D’après Ouest France, de nombreux dirigeants de start-ups françaises estiment que les grands groupes hexagonaux restent trop réticents à collaborer avec les jeunes pousses innovantes du pays. Alors que le grand patronat met en avant des initiatives déjà engagées, les entrepreneurs soulignent des freins persistants, freinant ainsi une dynamique pourtant nécessaire à l’écosystème économique national.
Ce qu'il faut retenir
- Les start-ups françaises dénoncent le manque de confiance des grands groupes envers les jeunes pousses innovantes.

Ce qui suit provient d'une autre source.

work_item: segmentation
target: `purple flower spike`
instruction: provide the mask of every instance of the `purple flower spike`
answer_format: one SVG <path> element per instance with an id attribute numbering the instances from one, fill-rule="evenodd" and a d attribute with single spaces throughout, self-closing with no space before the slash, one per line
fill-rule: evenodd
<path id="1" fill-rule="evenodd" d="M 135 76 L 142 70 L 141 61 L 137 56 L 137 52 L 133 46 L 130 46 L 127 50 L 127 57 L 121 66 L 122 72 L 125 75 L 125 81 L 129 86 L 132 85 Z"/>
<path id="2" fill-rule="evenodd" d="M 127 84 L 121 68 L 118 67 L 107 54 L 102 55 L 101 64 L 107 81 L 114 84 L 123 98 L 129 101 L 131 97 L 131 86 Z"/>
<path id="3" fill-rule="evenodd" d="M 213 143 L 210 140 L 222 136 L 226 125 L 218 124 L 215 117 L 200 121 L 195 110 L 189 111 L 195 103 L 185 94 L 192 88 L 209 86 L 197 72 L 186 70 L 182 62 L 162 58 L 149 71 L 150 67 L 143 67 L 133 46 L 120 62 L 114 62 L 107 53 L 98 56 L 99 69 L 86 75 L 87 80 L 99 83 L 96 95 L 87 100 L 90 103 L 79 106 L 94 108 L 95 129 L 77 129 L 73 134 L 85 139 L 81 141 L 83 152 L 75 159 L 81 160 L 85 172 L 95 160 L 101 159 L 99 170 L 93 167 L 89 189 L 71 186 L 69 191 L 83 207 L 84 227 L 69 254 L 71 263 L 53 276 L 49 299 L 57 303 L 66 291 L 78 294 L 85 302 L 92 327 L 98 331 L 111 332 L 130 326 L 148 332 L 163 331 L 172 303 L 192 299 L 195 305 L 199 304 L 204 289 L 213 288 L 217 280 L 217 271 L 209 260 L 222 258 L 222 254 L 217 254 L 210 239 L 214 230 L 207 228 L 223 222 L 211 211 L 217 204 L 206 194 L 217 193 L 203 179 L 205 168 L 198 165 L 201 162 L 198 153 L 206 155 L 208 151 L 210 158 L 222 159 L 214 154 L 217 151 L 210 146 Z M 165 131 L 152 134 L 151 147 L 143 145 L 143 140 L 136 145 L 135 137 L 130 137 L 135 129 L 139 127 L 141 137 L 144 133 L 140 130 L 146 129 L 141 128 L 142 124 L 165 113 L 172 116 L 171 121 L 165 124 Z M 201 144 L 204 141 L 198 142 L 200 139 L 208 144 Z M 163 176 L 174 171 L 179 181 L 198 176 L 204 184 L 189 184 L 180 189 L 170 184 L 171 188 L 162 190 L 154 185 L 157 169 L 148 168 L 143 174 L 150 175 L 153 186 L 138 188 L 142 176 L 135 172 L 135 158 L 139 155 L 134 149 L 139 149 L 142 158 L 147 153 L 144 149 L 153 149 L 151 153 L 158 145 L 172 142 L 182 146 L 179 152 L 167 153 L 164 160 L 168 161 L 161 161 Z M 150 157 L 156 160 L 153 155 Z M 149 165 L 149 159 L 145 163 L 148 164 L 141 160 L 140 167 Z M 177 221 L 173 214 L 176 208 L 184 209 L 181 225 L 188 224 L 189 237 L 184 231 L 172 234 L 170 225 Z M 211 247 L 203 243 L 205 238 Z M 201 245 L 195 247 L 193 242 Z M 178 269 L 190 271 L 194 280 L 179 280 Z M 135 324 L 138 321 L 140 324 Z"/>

- Le grand patronat évoque des démarches existantes, mais reconnaît des obstacles persistants.
- L’enjeu porte sur l’accélération de l’innovation et la compétitivité économique de la France.
Une méfiance réciproque entre grands groupes et start-ups
Plusieurs patrons de start-ups interrogés par Ouest France partagent un constat unanime : les grands groupes français, malgré leur poids économique, seraient trop prudents dans leur collaboration avec les jeunes entreprises innovantes. « Un domaine dans lequel on doit s’améliorer », a déclaré l’un d’eux, soulignant que cette frilosité limite les opportunités de croissance pour les start-ups comme pour les groupes eux-mêmes. Selon ces entrepreneurs, les processus décisionnels des grands groupes, souvent longs et complexes, décourageraient même les partenariats les plus prometteurs.
Des initiatives reconnues, mais des résultats jugés insuffisants
Le grand patronat, de son côté, n’est pas resté inactif. « Nous avons déjà mis en place des cellules dédiées à l’innovation ouverte et des programmes d’accompagnement pour les start-ups », a expliqué le président du Medef, Geoffroy Roux de Bézieux, lors d’une récente intervention. Il a également cité des exemples concrets, comme les partenariats entre TotalEnergies et des start-ups spécialisées dans les énergies renouvelables, ou encore les collaborations entre L’Oréal et des acteurs de la biotech. Pourtant, ces efforts ne semblent pas, pour l’instant, avoir convaincu l’ensemble des jeunes pousses.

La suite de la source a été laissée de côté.